After the release of their debut album, the New York Dolls went on to record Too Much Too Soon (a title which seemed engineered to be the set-up to many jokes made by music writers after the band’s demise) and provide Malcolm McLaren with a dry run for his time with the Sex Pistols by letting him manage them for brief period and slowly splinter apart by 1975—when Johnny Thunders and Jerry Nolan were the first to make their exit. Now, the lineup has almost fully succumbed to the New York Dolls curse that so many claimed their band had been born under: Johnny Thunders died of a heroin overdose in 1991, Jerry Nolan died of a stroke the following year, Arthur Kane died of leukemia he was diagnosed with only two hours before his death in 2004 and Sylvain Sylvain lost his battle with cancer in 2021.

Before the camera in Personality Crisis, lone Doll survivor David Johansen is asked whether he ever feared an early death, especially in light of bandmate Billy Murica’s death at 21. “No,” Johansen answers immediately in that accent I mourn, ever-deadpan with something wry in his voice that only comes through when you’re from where he’s from. “I never learned my lesson.”

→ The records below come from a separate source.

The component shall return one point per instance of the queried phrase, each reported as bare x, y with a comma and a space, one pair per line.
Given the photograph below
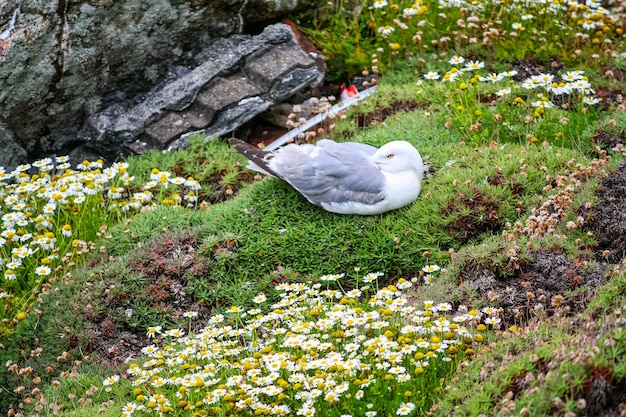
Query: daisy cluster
314, 352
48, 212
571, 84
570, 28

In terms of making those city connections, it made perfect sense that Scorsese would jump at the chance to make a half-documentary, half-concert film marking the 50th anniversary of Johansen’s recording career, if only because their respective artistic output documents the seedy underbelly of the city they both grew up in. Yet, they captured it from opposite angles. Scorsese has famously painted many portraits of machismo and disaffection running rampant on Manhattan’s side streets, watching objectively as it all manifests in his characters’ demises. If Travis Bickle denounced what he viewed as the scum of the street, the New York Dolls were that scum’s runoff, clambering their way out of the sewers to antagonize people who made their disdain clear.

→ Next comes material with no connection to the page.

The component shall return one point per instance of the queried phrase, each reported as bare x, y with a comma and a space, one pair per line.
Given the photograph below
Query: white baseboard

The New York Dolls’ work was a bombastic celebration of the people who are still viewed by many as outsiders, as existing on the margins—queer communities, immigrant communities, gender non-conformers of all kinds. It’s no coincidence that those groups made up a sizable chunk of the Dolls’ fervent New York audience while the band existed. They trafficked the world of “other” and worked at a grotesque level of camp that masqueraded as glamor, picking it apart and exaggerating its whims in their own efforts to ask why they couldn’t do the same. Their inherent otherness was their super power. They thought it could be yours, too.